Chief Minister Arvind Kejriwal termed surge pricing as "daylight robbery" and said overcharging and blackmailing won't be allowed in Delhi. Under surge pricing, app-based taxi service providers like Ola and Uber hike the rates when demand outstrips supply.
"Yes. We will do it," Kejriwal tweeted replying to a suggestion on why government was not continuing with ban on surge pricing permanently.
In its reaction, leading taxi aggregator Uber criticised the move, saying without surge pricing, there would be no cars available when people need them.
"Higher prices are required in order to get cars on the road and keep them on the road during the busiest times. This maximises the number of trips and minimises the number of people stranded. The drivers have other options as well. In short, without surge pricing, there would be no car available when people need it," the Uber said in a statement.
The US-based company said 92 percent of the trips in Delhi happened on regular fares, even during the first phase of odd-even scheme.
Kejriwal clarified that Delhi government was not against taxi aggregators, who provide important service to people, asserting they will have to follow the law. "Surge pricing is daylight robbery. No responsible govt can allow that."
Separately, Transport Minister Gopal Rai said a policy will be introduced soon under which app-based taxi companies will have to charge fares fixed by the transport department.
"The policy will be exclusively for all the app-based taxis giving their services in the national capital. We will fix fares for them as we have done in the case of radio, economy cabs and black and yellow taxis. All app-based taxi services will be regulated," Rai told PTI.
The government move comes after it received several complaints of surge pricing by Ola, Uber and other companies since the second phase of odd-even scheme came into force.
A senior official said several app-based cab companies, including Ola and Uber, are not registered with the Delhi government's transport department, but still they are running their taxis in the capital. Under new policy, these companies will have to seek licence to operate their taxis.
Another official said as most app-based taxi service providers including Ola and Uber, are not registered with transport department, government cannot "rein in" them.
"The overcharging violations do not apply on app-based taxi services as they are not registered with government.
"However, government will ensure that these operators do not charge exorbitant fares even after the second phase of odd-even scheme," he said.
The second phase of the odd-even scheme was rolled out on April 15 and will continue till April 30.
In its statement, Uber said the consumers always have a choice to take a surged trip.

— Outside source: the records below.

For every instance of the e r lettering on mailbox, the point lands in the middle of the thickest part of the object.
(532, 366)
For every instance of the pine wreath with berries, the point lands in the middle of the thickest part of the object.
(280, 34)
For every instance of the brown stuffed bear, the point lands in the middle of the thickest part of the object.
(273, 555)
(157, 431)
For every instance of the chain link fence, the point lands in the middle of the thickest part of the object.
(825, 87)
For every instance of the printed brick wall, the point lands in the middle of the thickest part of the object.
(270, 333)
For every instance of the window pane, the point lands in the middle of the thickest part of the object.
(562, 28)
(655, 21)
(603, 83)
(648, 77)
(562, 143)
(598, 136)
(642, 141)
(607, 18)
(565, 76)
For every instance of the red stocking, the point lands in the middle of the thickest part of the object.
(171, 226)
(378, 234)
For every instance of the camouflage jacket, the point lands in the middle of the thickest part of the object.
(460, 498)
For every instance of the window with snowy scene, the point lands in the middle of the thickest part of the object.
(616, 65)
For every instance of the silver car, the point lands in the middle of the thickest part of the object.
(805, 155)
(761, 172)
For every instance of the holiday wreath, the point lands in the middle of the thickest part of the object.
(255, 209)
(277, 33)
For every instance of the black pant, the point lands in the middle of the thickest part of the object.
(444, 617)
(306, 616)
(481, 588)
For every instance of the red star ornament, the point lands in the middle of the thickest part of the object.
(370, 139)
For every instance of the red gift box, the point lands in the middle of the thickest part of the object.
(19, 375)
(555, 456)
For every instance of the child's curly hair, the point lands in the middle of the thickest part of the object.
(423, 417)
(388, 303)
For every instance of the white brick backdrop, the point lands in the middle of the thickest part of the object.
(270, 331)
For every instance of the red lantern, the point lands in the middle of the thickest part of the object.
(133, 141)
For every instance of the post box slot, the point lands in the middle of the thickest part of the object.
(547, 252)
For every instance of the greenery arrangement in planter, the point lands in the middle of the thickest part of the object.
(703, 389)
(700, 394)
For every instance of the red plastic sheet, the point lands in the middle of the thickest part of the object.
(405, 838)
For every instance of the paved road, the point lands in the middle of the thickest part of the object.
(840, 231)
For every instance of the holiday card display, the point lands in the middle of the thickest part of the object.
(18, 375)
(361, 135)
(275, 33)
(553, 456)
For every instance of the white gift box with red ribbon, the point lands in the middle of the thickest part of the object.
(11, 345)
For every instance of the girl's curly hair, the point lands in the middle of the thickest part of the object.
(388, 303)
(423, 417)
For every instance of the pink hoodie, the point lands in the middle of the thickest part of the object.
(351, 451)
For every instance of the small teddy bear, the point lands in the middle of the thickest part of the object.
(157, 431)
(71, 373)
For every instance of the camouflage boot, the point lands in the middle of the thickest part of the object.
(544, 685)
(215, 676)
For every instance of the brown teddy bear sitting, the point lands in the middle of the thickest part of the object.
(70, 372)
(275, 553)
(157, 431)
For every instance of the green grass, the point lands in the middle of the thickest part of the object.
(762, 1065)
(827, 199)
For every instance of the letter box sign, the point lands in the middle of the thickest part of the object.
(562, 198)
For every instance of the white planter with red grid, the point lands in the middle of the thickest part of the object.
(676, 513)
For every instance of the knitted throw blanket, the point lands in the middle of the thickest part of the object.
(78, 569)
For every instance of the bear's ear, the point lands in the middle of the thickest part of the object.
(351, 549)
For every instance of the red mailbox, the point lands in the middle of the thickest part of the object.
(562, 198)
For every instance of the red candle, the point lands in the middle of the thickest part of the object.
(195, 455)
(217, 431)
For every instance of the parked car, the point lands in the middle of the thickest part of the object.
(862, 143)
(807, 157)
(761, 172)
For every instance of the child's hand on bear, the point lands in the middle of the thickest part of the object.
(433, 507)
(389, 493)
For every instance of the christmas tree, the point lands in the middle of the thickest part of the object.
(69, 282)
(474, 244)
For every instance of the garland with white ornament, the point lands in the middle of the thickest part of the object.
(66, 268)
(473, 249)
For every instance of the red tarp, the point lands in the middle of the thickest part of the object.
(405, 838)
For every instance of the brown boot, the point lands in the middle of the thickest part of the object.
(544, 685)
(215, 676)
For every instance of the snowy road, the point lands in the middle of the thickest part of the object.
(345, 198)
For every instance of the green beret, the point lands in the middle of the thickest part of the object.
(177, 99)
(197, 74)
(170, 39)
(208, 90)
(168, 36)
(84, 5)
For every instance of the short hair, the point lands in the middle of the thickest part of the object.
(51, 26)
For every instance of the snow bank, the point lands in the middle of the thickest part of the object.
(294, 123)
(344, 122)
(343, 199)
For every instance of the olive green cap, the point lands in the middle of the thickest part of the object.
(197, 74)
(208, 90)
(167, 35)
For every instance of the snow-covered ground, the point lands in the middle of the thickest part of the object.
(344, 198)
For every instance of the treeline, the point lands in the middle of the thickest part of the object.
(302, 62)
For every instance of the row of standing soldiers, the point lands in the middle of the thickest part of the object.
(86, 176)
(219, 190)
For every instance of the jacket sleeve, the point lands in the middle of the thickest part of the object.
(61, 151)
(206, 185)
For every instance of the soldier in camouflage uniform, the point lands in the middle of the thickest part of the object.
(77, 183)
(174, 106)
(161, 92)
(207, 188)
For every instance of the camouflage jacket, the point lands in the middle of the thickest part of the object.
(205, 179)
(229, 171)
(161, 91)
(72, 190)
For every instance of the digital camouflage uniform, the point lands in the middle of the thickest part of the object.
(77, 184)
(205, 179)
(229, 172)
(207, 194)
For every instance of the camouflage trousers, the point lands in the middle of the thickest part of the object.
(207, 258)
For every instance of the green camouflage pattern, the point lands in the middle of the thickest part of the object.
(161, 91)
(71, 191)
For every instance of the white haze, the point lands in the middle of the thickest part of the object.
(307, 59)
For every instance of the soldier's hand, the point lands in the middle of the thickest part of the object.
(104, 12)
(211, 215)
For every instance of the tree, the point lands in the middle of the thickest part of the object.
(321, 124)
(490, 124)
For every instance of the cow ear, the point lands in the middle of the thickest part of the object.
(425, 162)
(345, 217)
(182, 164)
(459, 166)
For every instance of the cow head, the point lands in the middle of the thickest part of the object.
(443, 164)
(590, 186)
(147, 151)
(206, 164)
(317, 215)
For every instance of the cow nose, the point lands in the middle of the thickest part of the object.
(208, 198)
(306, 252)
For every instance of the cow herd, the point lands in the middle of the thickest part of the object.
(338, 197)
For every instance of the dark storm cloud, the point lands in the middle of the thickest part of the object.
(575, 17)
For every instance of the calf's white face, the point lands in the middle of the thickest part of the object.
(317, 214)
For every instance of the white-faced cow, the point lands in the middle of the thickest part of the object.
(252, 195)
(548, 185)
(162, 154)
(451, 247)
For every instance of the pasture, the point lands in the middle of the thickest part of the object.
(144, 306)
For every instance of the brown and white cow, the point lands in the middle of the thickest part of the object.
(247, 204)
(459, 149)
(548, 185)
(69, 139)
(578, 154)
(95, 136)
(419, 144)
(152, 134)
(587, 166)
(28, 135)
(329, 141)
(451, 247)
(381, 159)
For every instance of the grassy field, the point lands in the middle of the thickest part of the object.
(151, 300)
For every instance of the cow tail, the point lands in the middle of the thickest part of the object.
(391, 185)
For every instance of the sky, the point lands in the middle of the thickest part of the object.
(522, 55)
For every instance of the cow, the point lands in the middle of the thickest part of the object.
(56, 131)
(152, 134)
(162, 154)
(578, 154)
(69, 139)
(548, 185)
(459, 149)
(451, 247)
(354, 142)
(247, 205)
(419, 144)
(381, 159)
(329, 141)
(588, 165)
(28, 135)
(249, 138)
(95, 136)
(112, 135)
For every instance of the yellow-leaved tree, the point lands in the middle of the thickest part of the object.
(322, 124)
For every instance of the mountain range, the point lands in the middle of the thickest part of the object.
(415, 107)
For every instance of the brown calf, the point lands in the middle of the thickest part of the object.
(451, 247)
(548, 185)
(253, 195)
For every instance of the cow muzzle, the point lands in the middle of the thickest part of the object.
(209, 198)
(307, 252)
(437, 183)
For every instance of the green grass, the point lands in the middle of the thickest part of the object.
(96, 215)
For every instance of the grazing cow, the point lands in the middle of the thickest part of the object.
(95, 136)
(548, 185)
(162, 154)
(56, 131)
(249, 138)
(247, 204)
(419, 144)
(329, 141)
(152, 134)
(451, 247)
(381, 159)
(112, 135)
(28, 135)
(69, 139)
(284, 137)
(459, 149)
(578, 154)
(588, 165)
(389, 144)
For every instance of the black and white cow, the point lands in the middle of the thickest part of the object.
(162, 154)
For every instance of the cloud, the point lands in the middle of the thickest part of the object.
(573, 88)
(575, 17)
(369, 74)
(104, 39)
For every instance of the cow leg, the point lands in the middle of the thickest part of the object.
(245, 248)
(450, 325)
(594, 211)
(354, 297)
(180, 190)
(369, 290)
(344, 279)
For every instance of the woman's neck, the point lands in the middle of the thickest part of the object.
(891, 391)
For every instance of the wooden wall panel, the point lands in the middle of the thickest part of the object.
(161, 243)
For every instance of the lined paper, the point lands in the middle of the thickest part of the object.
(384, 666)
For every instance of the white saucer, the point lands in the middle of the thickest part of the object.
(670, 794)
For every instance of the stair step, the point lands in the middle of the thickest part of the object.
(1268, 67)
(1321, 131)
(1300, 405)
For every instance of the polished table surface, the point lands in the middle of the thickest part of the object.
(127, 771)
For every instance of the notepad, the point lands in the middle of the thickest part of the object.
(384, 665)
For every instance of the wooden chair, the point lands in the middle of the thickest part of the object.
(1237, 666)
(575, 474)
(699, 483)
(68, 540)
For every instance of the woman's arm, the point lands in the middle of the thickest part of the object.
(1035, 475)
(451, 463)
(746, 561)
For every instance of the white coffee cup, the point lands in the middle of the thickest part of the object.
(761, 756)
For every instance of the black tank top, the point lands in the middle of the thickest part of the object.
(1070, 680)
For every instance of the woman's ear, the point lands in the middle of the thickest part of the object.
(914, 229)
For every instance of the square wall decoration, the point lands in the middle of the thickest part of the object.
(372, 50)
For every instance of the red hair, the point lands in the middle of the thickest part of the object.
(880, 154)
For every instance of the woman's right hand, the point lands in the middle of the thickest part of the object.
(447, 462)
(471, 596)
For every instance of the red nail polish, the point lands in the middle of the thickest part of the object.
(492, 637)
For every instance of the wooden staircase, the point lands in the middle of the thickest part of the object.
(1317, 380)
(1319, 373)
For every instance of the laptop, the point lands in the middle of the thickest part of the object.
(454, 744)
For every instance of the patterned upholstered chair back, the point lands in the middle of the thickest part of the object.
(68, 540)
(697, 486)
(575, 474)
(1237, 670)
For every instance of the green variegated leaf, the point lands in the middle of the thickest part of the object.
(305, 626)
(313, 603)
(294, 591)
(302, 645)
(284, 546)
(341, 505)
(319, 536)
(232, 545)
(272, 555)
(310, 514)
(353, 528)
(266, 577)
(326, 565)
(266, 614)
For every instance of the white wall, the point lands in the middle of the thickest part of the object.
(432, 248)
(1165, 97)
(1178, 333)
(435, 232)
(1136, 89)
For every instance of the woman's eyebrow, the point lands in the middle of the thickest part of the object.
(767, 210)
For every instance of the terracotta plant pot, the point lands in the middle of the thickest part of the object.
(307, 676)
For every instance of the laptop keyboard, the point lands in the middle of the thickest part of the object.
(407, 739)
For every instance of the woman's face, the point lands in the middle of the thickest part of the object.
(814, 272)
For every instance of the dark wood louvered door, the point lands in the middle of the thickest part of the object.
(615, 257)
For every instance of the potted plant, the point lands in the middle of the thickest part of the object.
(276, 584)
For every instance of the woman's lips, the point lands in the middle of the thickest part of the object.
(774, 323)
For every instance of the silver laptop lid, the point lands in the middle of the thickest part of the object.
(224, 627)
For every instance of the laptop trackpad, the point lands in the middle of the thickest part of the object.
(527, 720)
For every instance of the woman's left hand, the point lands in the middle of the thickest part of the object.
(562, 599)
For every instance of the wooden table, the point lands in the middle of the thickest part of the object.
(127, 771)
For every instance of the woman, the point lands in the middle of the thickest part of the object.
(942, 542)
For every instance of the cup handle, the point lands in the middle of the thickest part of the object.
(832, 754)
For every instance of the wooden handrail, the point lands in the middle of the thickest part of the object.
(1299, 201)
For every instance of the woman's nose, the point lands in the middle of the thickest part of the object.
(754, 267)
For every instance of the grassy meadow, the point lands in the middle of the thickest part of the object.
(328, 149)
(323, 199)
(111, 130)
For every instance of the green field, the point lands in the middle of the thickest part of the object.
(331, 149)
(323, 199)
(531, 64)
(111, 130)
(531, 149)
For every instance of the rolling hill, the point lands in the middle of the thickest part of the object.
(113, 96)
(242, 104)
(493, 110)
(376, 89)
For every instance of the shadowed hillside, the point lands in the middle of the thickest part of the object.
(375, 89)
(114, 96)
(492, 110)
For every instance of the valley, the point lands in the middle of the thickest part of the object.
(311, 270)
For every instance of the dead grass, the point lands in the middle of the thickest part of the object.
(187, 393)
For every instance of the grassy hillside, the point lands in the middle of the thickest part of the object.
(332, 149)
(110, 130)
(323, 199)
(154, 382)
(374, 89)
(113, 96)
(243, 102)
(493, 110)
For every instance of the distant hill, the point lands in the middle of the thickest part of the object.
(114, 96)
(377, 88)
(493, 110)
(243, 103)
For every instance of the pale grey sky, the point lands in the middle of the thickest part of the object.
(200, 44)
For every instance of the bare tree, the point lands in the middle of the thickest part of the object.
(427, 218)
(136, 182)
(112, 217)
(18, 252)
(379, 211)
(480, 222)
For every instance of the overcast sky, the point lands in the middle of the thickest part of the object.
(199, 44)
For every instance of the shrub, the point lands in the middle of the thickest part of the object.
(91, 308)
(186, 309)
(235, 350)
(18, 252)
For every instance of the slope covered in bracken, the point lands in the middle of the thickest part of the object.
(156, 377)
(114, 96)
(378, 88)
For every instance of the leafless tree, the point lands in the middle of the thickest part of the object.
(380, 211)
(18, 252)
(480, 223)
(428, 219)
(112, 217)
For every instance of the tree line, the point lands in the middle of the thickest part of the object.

"Not surging is saying citizens shouldn't have the option.
Not surging is saying we should be just like a taxi and be unreliable when people need us most. These are outcomes that take choices away from the consumer and make it harder to get around cities - these are outcomes that we put a lot of hard work in to avoid so that at least you have the choice if you want one.
"However, given the threat of the Delhi government to cancel permits and impound vehicles of our driver partners, we are temporarily suspending surge in Delhi with immediate effect," the company said.